The Shawnee Park Sports Complex and the Osage Park Community Centre will be built.
The Cape Girardeau City Council just hasn't decided how it will pay for them.
City staff had proposed the council authorize the spending of an additional $1.1 million to meet the total price tag of $5.3 million.
To do that, the city staff proposed issuing bonds that would be retired with excess revenue from the motel and restaurant taxes. A previous city council had committed to spending about $4 million in motel and restaurant tax money on the park projects.
But the current council voted 6-1 to table the added-spending plan after questions were raised Monday about some $225,000 in equipment and other items that weren't included in the construction contract.
The council said it would revisit the spending issue at its Nov. 20 meeting.
Mayor Al Spradling III voted against tabling the matter.
The council by the same vote then hired Penzel Construction Co. to build the sports complex and the community building at a cost of $4 million.
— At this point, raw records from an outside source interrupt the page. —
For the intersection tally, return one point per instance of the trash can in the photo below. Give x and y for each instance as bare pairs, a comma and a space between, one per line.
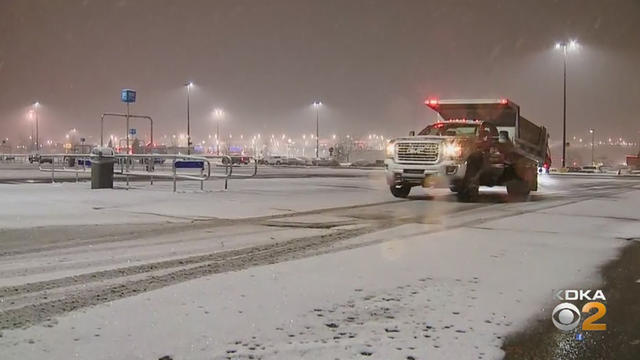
102, 160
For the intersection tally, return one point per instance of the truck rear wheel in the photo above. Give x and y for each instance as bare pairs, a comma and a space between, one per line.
468, 194
401, 191
518, 190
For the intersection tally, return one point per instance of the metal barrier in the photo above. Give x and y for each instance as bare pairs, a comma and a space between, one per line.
149, 166
84, 160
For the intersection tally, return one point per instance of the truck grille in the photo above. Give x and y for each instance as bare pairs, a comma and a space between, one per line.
417, 152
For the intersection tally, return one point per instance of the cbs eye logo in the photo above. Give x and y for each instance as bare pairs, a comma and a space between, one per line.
566, 316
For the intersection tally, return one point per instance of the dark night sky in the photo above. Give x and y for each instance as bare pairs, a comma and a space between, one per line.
371, 62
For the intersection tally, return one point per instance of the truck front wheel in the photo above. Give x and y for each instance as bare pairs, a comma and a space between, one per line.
401, 191
469, 193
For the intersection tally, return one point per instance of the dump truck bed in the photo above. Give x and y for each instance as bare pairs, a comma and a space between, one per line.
530, 140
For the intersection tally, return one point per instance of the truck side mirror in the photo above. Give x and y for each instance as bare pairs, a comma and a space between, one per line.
503, 137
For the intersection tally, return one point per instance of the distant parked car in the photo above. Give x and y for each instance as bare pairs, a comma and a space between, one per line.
295, 161
326, 162
36, 158
237, 159
275, 160
306, 160
589, 169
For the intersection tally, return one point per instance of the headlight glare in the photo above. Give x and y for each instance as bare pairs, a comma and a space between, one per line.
391, 150
452, 150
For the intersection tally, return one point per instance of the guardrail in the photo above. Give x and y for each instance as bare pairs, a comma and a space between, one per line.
148, 165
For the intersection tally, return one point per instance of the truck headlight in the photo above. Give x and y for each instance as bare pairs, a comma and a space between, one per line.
451, 150
391, 150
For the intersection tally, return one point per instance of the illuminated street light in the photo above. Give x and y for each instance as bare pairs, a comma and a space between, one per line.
188, 85
218, 114
571, 45
592, 132
36, 105
317, 105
The city already has spent about $1 million on the projects. Most of that money went toward grading work under separate contracts.
Spradling questioned the council's action. "It seems kind of silly to authorize construction of this project when we haven't authorized any funding for it," he said.
But councilmen Melvin Gateley and Richard Eggimann insisted after the meeting that the work will be funded.
The councilmen said they only want to more closely examine some of the details of the contract, including the $225,000 in equipment.
Bob Hoppmann, chairman of the city's Convention and Visitors Bureau Advisory Board, said his board, which also has reviewed the project plans, wasn't contacted about the additional equipment in the contract.
Hoppmann said a number of questions about the work remain unanswered, including who will manage the community building and how much it will cost.
But he said the CVB board still wants the park projects to proceed.
Jay Knudtson, chairman of the city's Parks and Recreation Advisory Board -- another group involved with the development plans -- also urged the council to move ahead with the projects.
Knudtson said it has been "a huge battle" just to get the projects to the construction stage.